Peter Robinson urges direct rule in absence of powersharing
Former DUP leader says he ‘couldn’t care less about Irish language’ and urged compromise
Former first minister of Northern Ireland Peter Robinson made his comments at an event at the Methodist Centre at Knock in east Belfast on Thursday. File photograph: Queen’s University Belfast/PA Wire
Speaking ahead of Saturday’s DUP conference the former party leader said that he could not care less about an Irish language act being introduced.
This proposal was one of the key issues that blocked a deal between the DUP and Sinn Féin being implemented early this year.
It was the same website that in February reported leaked details of proposals to break the impasse over the Irish language.
On Thursday, Mr Robinson said he wished the draft agreement had been leaked earlier to the website, arguing that had it been, many of the unionist fears about the Irish language would have been addressed.
He referred to some of the incorrect assertions and beliefs among some unionists at the time that there would quotas for Irish speakers joining the Northern Ireland civil service and Irish streets signs everywhere.
“I couldn’t care less about the Irish language.

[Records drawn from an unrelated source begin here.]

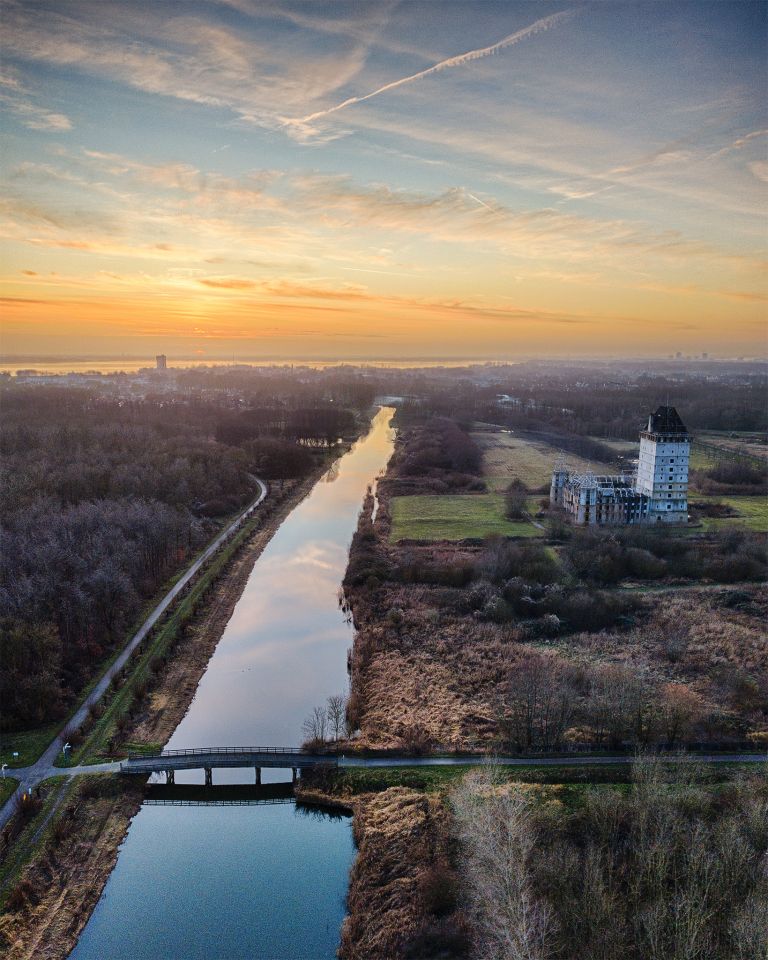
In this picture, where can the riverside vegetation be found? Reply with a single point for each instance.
(60, 847)
(618, 639)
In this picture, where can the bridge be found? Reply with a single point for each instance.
(211, 758)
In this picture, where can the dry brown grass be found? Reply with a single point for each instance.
(425, 674)
(65, 880)
(397, 905)
(506, 456)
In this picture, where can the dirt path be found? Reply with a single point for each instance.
(61, 886)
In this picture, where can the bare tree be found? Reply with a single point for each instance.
(316, 725)
(497, 841)
(337, 706)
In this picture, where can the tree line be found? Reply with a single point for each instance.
(102, 499)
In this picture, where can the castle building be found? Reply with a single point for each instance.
(658, 493)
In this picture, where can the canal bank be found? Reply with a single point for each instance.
(72, 872)
(244, 881)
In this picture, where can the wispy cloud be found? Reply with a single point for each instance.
(545, 23)
(20, 101)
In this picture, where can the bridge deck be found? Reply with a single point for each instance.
(218, 757)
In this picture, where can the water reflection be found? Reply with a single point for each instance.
(241, 879)
(284, 650)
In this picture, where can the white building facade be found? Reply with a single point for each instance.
(662, 472)
(658, 494)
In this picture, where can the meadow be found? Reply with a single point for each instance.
(506, 456)
(456, 517)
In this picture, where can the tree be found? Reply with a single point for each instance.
(680, 708)
(316, 725)
(335, 712)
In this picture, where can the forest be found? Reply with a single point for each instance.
(104, 498)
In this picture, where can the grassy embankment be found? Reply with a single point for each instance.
(29, 744)
(60, 873)
(456, 517)
(7, 786)
(474, 516)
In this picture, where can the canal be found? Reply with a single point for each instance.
(253, 881)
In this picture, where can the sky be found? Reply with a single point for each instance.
(383, 179)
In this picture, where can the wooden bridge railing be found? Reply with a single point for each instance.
(198, 751)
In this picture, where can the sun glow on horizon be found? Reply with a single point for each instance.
(557, 196)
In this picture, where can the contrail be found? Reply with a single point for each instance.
(481, 202)
(544, 24)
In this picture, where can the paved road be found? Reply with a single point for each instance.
(579, 761)
(43, 768)
(28, 774)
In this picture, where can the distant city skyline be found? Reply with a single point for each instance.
(383, 180)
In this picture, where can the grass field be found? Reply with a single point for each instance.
(506, 456)
(437, 779)
(28, 744)
(7, 786)
(752, 513)
(455, 518)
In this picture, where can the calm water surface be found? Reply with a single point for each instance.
(253, 882)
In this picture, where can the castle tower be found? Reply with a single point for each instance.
(662, 472)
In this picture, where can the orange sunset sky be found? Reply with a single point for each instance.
(383, 180)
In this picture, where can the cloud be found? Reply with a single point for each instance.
(18, 99)
(162, 50)
(545, 23)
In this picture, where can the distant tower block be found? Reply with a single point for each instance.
(662, 472)
(658, 494)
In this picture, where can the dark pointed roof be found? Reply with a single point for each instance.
(666, 420)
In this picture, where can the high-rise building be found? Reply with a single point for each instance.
(662, 472)
(657, 494)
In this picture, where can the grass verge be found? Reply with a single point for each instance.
(30, 744)
(97, 744)
(455, 517)
(33, 833)
(7, 786)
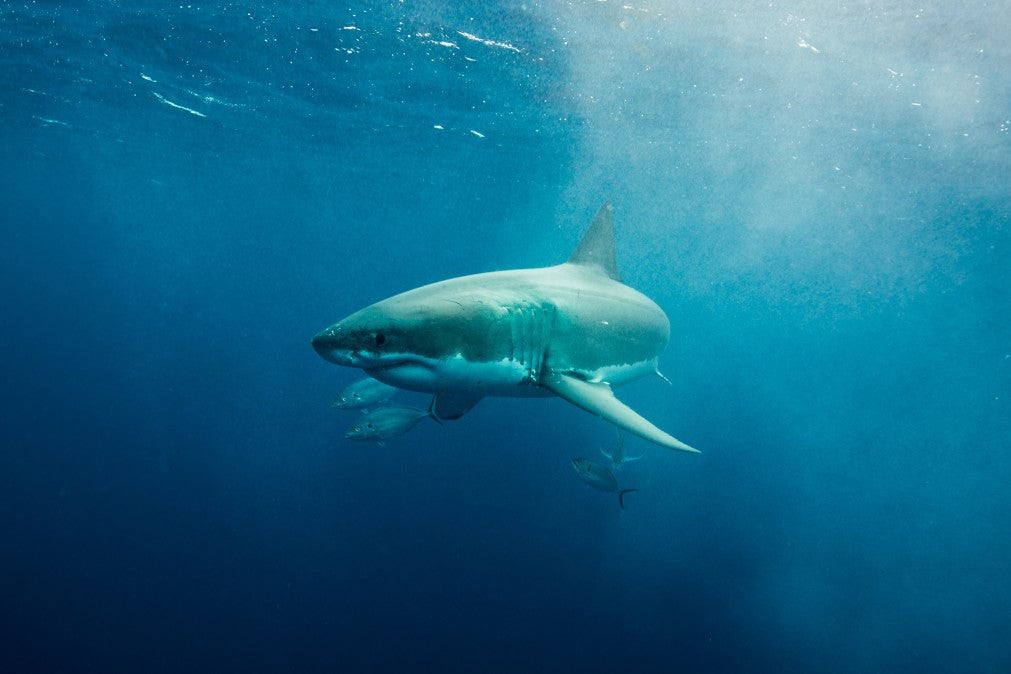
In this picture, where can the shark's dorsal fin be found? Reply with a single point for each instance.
(596, 250)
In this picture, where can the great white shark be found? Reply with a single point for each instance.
(573, 330)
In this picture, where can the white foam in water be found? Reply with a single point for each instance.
(176, 105)
(488, 42)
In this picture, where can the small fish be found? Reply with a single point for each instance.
(363, 393)
(618, 458)
(386, 422)
(600, 478)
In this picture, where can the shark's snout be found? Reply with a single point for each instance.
(328, 344)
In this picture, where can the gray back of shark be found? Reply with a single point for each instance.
(572, 330)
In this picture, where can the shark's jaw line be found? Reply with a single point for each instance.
(572, 330)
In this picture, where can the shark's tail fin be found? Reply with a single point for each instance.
(621, 496)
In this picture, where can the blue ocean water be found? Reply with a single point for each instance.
(818, 197)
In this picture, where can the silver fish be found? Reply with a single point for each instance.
(364, 393)
(618, 458)
(600, 477)
(385, 422)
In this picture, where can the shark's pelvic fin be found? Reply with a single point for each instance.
(596, 250)
(596, 398)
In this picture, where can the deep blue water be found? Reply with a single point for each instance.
(818, 198)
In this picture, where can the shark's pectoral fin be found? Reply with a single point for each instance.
(596, 398)
(447, 406)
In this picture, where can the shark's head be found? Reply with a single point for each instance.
(391, 341)
(365, 340)
(581, 466)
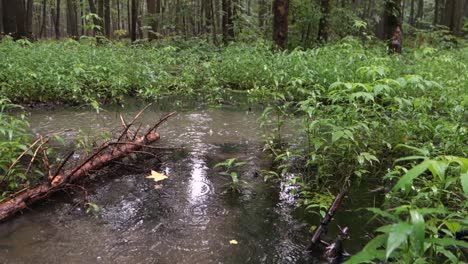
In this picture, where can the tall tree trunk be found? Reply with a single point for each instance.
(412, 20)
(118, 15)
(1, 17)
(57, 20)
(262, 12)
(420, 13)
(453, 15)
(129, 17)
(153, 22)
(213, 19)
(392, 17)
(92, 8)
(29, 17)
(323, 23)
(228, 25)
(9, 16)
(280, 23)
(101, 9)
(107, 18)
(21, 30)
(134, 20)
(72, 19)
(436, 12)
(81, 17)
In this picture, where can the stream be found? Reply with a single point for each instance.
(186, 220)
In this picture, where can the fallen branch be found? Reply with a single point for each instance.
(329, 216)
(101, 157)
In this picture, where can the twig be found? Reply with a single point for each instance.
(137, 131)
(45, 161)
(330, 213)
(39, 148)
(162, 120)
(22, 154)
(141, 145)
(62, 164)
(145, 152)
(131, 122)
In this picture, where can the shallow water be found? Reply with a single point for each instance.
(188, 220)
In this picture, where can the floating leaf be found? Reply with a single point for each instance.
(156, 176)
(417, 220)
(412, 174)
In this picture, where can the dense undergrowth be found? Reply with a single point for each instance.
(365, 114)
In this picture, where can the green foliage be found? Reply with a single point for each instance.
(231, 167)
(426, 208)
(14, 139)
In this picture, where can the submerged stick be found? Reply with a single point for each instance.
(96, 161)
(329, 216)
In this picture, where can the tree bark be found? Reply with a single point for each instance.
(32, 195)
(1, 18)
(92, 7)
(453, 15)
(72, 19)
(280, 23)
(9, 17)
(134, 11)
(21, 15)
(57, 20)
(228, 25)
(44, 18)
(262, 12)
(152, 13)
(411, 19)
(392, 16)
(107, 18)
(323, 23)
(29, 17)
(420, 13)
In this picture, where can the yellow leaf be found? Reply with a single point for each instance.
(156, 176)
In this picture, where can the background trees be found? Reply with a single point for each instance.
(290, 22)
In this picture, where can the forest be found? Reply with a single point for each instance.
(233, 131)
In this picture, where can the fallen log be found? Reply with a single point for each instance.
(318, 232)
(101, 157)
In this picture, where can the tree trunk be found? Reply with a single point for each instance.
(21, 30)
(118, 15)
(72, 19)
(44, 18)
(153, 21)
(134, 19)
(92, 7)
(411, 19)
(227, 25)
(1, 17)
(391, 19)
(453, 15)
(107, 18)
(280, 23)
(420, 13)
(29, 17)
(262, 12)
(323, 23)
(57, 20)
(9, 17)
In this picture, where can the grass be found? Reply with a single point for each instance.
(366, 114)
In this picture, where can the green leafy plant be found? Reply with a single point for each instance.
(229, 166)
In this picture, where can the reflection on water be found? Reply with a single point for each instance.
(187, 221)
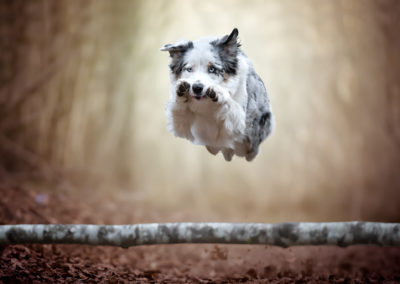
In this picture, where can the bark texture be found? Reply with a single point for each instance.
(283, 234)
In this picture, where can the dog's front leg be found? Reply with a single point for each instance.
(230, 111)
(179, 116)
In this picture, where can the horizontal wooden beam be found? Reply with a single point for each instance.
(283, 234)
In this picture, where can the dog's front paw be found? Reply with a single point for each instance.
(182, 89)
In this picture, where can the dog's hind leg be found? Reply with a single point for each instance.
(228, 154)
(212, 150)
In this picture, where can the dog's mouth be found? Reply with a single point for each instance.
(198, 96)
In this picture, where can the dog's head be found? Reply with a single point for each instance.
(204, 62)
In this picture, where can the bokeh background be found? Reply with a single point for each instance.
(83, 88)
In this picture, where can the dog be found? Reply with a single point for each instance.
(217, 99)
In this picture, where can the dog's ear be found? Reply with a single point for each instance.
(177, 52)
(228, 47)
(178, 47)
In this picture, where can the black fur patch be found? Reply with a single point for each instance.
(266, 116)
(177, 54)
(228, 48)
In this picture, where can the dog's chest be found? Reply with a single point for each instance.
(204, 129)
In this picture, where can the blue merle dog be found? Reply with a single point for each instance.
(217, 99)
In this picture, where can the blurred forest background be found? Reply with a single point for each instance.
(83, 87)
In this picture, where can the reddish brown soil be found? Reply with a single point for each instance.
(174, 263)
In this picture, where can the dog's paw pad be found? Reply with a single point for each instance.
(182, 89)
(212, 94)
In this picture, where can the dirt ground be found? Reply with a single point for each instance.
(173, 263)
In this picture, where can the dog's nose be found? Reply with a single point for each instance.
(197, 88)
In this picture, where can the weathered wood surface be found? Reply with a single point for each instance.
(283, 234)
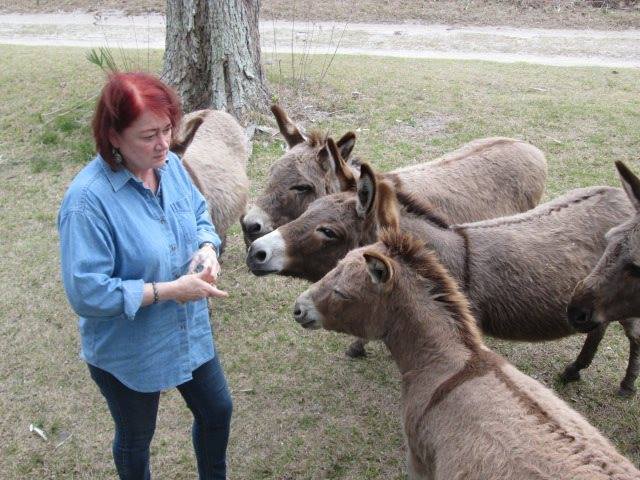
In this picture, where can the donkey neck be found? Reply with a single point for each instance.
(449, 244)
(425, 336)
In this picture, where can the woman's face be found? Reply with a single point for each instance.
(145, 143)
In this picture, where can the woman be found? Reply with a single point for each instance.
(133, 232)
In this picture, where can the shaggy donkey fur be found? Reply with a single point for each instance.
(214, 152)
(517, 271)
(467, 412)
(612, 290)
(486, 178)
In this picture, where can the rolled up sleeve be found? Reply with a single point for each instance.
(204, 225)
(87, 264)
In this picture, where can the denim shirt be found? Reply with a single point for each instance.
(116, 235)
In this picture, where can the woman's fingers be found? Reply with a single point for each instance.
(214, 292)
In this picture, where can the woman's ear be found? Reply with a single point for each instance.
(114, 138)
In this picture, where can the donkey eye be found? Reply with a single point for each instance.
(634, 270)
(340, 294)
(302, 188)
(327, 232)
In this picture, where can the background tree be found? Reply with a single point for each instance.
(212, 55)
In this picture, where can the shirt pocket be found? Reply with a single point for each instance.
(186, 218)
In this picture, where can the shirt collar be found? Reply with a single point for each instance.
(120, 177)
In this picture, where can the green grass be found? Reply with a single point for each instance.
(302, 410)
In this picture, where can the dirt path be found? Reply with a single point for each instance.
(618, 49)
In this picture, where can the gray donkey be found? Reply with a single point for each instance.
(612, 290)
(517, 271)
(467, 413)
(486, 178)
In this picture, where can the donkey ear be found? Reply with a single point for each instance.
(630, 183)
(288, 130)
(343, 173)
(387, 207)
(324, 159)
(366, 188)
(346, 144)
(379, 267)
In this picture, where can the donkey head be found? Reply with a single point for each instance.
(304, 173)
(375, 287)
(312, 244)
(612, 290)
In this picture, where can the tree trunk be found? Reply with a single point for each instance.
(212, 55)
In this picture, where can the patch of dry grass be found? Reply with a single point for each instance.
(597, 14)
(302, 410)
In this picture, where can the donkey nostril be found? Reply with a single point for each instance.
(254, 228)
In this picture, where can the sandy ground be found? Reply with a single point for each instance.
(619, 48)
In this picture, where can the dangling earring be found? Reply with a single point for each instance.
(117, 156)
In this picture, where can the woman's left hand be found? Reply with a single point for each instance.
(204, 258)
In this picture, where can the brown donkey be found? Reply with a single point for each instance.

Let them speak it until they are green, white and orange in the face, as long as it doesn’t encroach on me,” he said.
Mr Robinson said it was “such a small issue” compared with devolving policing and justice and agreeing the conditions for the DUP-Sinn Féin-led Northern Executive of 2007.
“If people want to maintain the union it is necessary for us to have a stable government in Northern Ireland,” he advised.
In comments perhaps directed at some of his own party members he added, “You need to be careful not to allow the most vociferous voices in your party lead you.”
He still believed the Northern Executive could be restored, but in the meantime, he told his audience, direct rule should be introduced to Northern Ireland.
He said the challenge for the DUP and Sinn Féin and their leaders Arlene Foster and Michelle O’Neill was to reinstate Stormont. “You don’t get agreements without compromises,” he said.
On the issue of a united Ireland he noted how a former taoiseach told him that people in the South were not “chomping” for unity.
Mr Robinson also referred to his relationship with the late Martin McGuinness when they held the respective positions of first minister and deputy first minister.
“To operate you had to know what problems were being faced in each other’s party. I told him things I didn’t tell others, he did the same and neither of us betrayed the other’s trust,” he said.